Recipe By @ Tracy (sugarcrafter)
This coffee cake is wonderful for both breakfast and dessert. It’s perfect for sharing with friends … if you have any left!
- ¾ cups Granulated Sugar
- 6 Tablespoons Butter, Softened
- 1 whole Egg
- ¾ teaspoons Vanilla Extract
- 1-½ cup Flour
- ¾ teaspoons Baking Powder
- ¾ teaspoons Baking Soda
- ¼ teaspoons Kosher Salt
- 1 cup Sour Cream
- ⅓ cups Brown Sugar
- 1 teaspoon Cinnamon
FOR THE GLAZE:
- ⅓ cups Pure Maple Syrup
- 1 cup Powdered Sugar
Preheat the oven to 350 degrees and grease a 9×5″ loaf pan. Cream the sugar and butter together in a medium bowl, and then beat in the egg and vanilla.
Whisk together the flour, baking powder, baking soda, and salt. Beat into the butter mixture alternately with the sour cream just until combined.
Whisk together the brown sugar and cinnamon in a small bowl.
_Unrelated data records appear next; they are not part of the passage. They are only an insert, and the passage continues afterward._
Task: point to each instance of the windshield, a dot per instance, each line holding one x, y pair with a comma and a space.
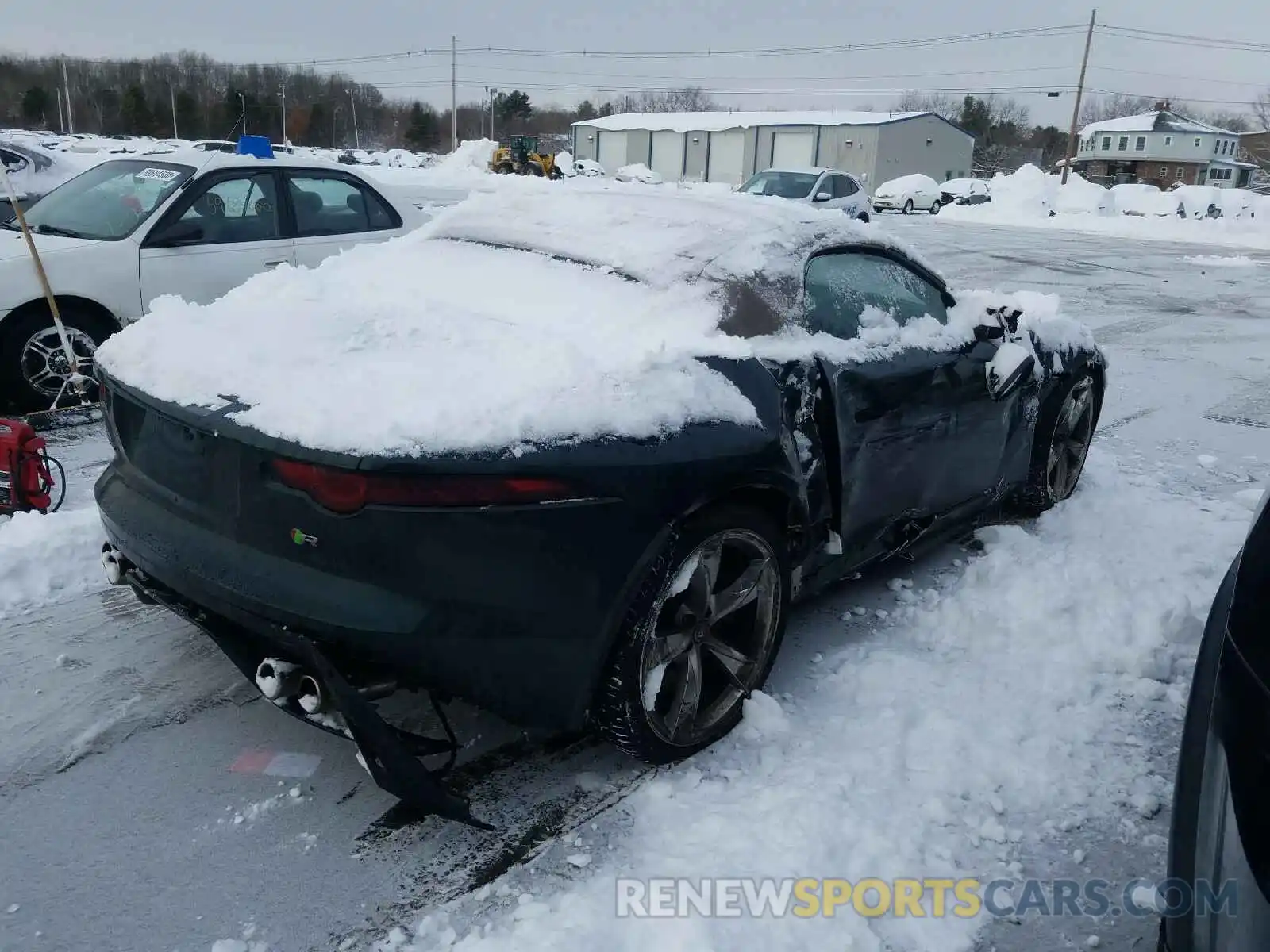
108, 201
784, 184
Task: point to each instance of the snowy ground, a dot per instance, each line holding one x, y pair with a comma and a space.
1011, 711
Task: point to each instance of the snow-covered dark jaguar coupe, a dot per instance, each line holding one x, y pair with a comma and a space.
569, 455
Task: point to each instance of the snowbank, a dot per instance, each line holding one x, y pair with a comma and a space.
999, 702
638, 173
1034, 198
48, 558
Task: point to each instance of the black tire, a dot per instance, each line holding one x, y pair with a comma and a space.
1038, 494
87, 329
620, 712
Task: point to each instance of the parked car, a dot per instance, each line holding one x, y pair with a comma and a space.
1142, 200
907, 194
1221, 827
965, 192
826, 188
638, 584
215, 145
196, 225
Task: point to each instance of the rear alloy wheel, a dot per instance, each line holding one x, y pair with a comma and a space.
1060, 444
700, 639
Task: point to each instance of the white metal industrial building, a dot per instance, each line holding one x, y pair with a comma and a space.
729, 148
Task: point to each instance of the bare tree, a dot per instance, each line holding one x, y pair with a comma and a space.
937, 103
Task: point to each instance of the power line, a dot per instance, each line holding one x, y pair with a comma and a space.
1184, 40
1026, 33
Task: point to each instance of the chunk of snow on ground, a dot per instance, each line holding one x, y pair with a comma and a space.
1217, 262
1250, 498
48, 558
764, 716
1075, 603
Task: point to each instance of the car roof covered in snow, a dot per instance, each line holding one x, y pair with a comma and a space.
660, 235
721, 121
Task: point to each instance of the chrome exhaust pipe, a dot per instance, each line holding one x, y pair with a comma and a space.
116, 564
309, 693
277, 678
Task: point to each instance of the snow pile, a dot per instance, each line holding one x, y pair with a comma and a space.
48, 558
1035, 198
849, 778
419, 327
639, 173
1218, 262
464, 361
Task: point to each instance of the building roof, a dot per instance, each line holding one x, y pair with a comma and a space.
1155, 121
721, 121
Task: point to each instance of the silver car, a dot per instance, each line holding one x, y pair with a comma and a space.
827, 188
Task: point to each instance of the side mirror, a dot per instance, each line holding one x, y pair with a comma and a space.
182, 232
1013, 365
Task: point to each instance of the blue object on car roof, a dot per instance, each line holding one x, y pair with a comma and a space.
258, 146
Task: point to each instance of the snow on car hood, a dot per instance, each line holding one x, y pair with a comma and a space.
429, 344
13, 245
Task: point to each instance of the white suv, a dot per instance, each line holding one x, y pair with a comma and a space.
826, 188
196, 224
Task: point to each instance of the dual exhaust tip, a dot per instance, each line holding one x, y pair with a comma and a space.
281, 681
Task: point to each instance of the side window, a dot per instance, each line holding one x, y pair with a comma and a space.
330, 205
844, 187
849, 290
230, 211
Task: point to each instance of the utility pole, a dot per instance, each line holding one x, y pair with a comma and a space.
357, 136
1080, 92
67, 86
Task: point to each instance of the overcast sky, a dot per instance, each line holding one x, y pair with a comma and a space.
272, 31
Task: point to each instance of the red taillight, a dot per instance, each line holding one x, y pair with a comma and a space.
348, 490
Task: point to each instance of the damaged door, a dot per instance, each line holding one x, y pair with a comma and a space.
899, 416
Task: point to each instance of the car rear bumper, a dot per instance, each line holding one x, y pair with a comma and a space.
514, 609
1221, 825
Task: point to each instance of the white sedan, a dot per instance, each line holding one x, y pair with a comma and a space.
194, 224
908, 194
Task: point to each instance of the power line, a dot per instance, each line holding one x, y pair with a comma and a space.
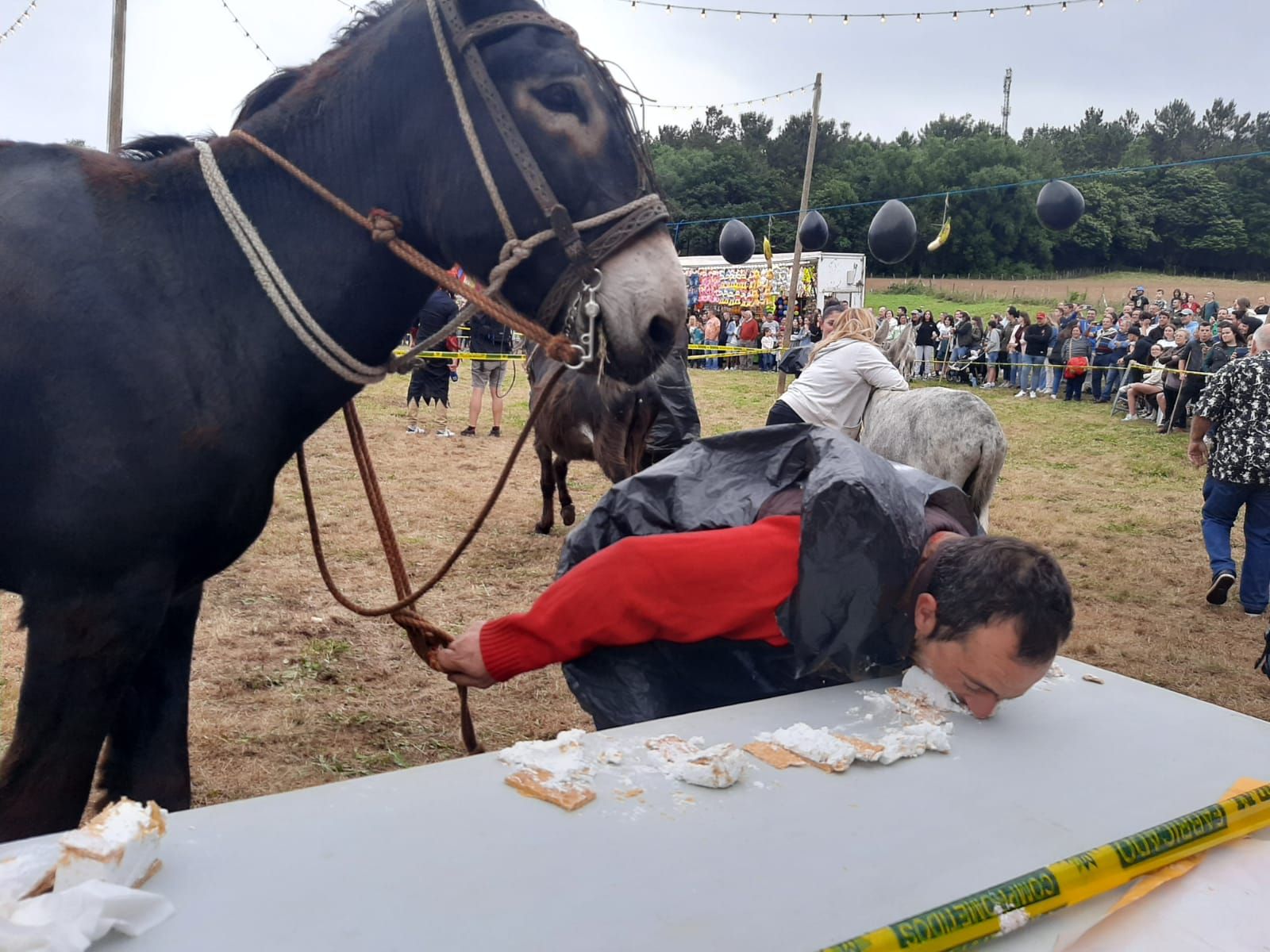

Spread a fourth of the batter into the loaf pan and sprinkle with 1/4 of the cinnamon-sugar mixture. Repeat the layers 3 more times.
Bake 45-50 minutes or until a toothpick inserted into the center comes out clean. While the cake is cooling in the pan, make the glaze. Stir the maple syrup into the powdered sugar gradually until the glaze is thick and smooth. (You can add additional maple syrup if the glaze is too thick.)
Remove the cake from the pan and let cool on a rack. Drizzle with the glaze while still warm, and then again once cooled completely.